End User Certificate Authentication

Hi,

My company uses SSL certificate authentication via a whitelist of certificates allowed to connect to user services in Apache, however, we now want to have this same functionality in our Ingress Gateway, I was wondering if there’s a way to do this with any of the following:

  1. EnvoyFilter
  2. Mixer Policy
  3. mTLS configuration

I’ve been using Istio for our internal mesh so far and don’t have much experience with Gateways.

Can anyone help me solve this doubt?

Let me make sure I understand what you’re asking for. These SSL certificates, are they for the servers or clients?

If clients, then no, we don’t support that with certificates not generated by Citadel, at least not yet.

Yes, this is how we modeled it:

  1. Request from client comes in to Ingress Gateway
  2. Ingress Gateway checks certificate fingerprint against a whitelist
    2.1) If fingerprint exists in whitelist (populated by a secret), request enters the cluster
    2.2) If fingerprint doesn’t exist, request is rejected

My investigation has led me to either an EnvoyFilter (native to Istio/Envoy) or using Gloo with a function level route that will check this, however, I’d like to keep Istio’s Ingress Gateway if possible.

It looks like the Envoy client_ssl_auth filter has exactly the same support for this: https://www.envoyproxy.io/docs/envoy/latest/intro/arch_overview/ssl#authentication-filter, but I think it doesn’t support to get the fingerprint from a secret. Istio doesn’t support this directly (you can use it with EnvoyFilter as you mentioned).

I’m also curious what’s the use case here? Would you mind to provide some more context about why do you want to use fingerprint here? Would it make sense to support this in the authorization level?

Yes, that’s exactly what we’re going for!

Our use case is fairly specific (or at least I think so), our clients are banking institutions which are notoriously slow to adopt new technologies, which makes adopting JWT or even OAuth very difficult, the particular service that is going to implement this is going to be called from a Cobol application that won’t support any form of authentication.

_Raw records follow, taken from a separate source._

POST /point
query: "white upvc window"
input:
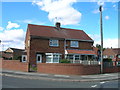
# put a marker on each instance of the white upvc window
(24, 58)
(105, 56)
(53, 57)
(53, 42)
(74, 43)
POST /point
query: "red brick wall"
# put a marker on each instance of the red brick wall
(42, 46)
(82, 45)
(68, 69)
(111, 69)
(14, 65)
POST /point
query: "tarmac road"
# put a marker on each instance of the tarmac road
(15, 82)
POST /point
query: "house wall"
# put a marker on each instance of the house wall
(41, 46)
(82, 45)
(14, 65)
(68, 69)
(114, 69)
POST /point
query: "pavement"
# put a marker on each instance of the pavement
(74, 78)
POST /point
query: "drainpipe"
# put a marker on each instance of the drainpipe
(101, 31)
(64, 48)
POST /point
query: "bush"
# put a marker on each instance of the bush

We also decided against Basic auth or API keys because our clients rarely secure them or use them correctly (that’s without taking into account all security issues).

We don’t have a specific requirement for it to be a fingerprint auth, what we need is client authentication via SSL certificates (this would include mTLS + checking client identity via SSL certificate), which, to my understanding isn’t fully done by enabling mTLS.

I think it if Istio could auth against an IP/Cert hash/Cert fingerprint list would be great, but I can’t ascertain how popular would that auth method be.

You should be able to use the xfcc header that envoy (istio ingress gateway) already populates and a route directive adapter to accomplish this.